Toutefois, les textes officiels ne précisent pas le niveau exact de cette contribution. Plusieurs organisations indiquent que les discussions autour de la réforme évoqueraient un prélèvement pouvant atteindre environ 10 % des budgets de projets afin de financer les activités de suivi et de contrôle.
La crainte d’un impact sur l’aide humanitaire
Les ONG affirment soutenir les objectifs de transparence et de redevabilité mis en avant par les autorités maliennes. Elles estiment cependant que l’instauration d’un prélèvement direct sur les financements pourrait réduire les moyens disponibles pour les programmes humanitaires et sociaux.
Dans un communiqué publié à Bamako, plusieurs organisations ont appelé à l’ouverture d’un dialogue avec le gouvernement afin d’évaluer les conséquences concrètes de cette mesure sur les actions menées sur le terrain.
Selon elles, de nombreux projets sont financés par des partenaires internationaux dans le cadre d’accords stricts qui définissent précisément l’utilisation des fonds. Un prélèvement obligatoire non prévu dans ces dispositifs pourrait donc créer des difficultés de conformité avec les exigences des bailleurs.
Des besoins humanitaires toujours élevés
Cette inquiétude intervient alors que la situation humanitaire au Mali reste fragile. Les crises sécuritaires, les déplacements de populations, les effets du changement climatique et l’accès limité aux services de base continuent d’affecter une large partie de la population.

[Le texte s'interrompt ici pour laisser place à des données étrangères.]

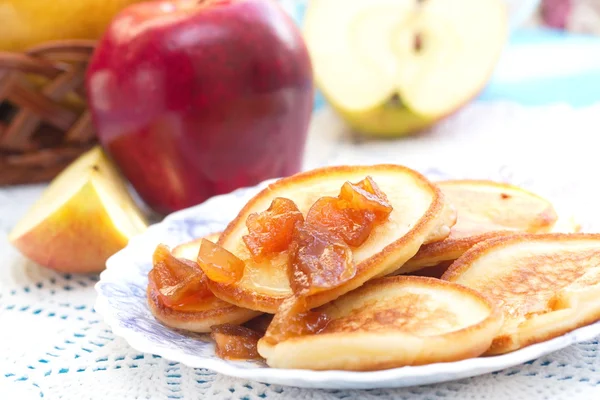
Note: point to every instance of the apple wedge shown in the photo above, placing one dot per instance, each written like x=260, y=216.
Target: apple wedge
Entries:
x=85, y=215
x=392, y=67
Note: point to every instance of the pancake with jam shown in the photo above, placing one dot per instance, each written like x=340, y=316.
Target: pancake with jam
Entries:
x=366, y=220
x=390, y=322
x=178, y=294
x=546, y=285
x=487, y=209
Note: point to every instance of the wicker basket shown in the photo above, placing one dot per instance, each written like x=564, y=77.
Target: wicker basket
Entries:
x=44, y=123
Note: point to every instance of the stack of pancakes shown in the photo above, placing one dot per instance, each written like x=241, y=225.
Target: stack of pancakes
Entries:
x=459, y=269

D’après le Plan de réponse humanitaire pour 2026 publié par le Bureau des Nations unies pour la coordination des affaires humanitaires, environ 5,1 millions de personnes ont besoin d’assistance dans le pays. L’objectif du plan est d’apporter une aide à près de 3,8 millions de personnes, pour un financement estimé à environ 578 millions de dollars.
Dans ce contexte, les ONG jouent un rôle central dans la mise en œuvre des programmes d’aide, qu’il s’agisse d’accès à l’alimentation, aux soins de santé, à l’eau potable ou encore à l’éducation dans les zones les plus vulnérables.
Appel au dialogue avec les autorités
Les organisations signataires du communiqué soulignent qu’elles contribuent déjà à l’économie nationale à travers diverses obligations fiscales et sociales, notamment les cotisations versées aux organismes de protection sociale et les taxes liées à leurs activités locales.
Elles se disent toutefois prêtes à poursuivre les discussions avec les autorités maliennes afin de trouver un cadre qui permette de renforcer la transparence sans fragiliser les actions humanitaires destinées aux populations.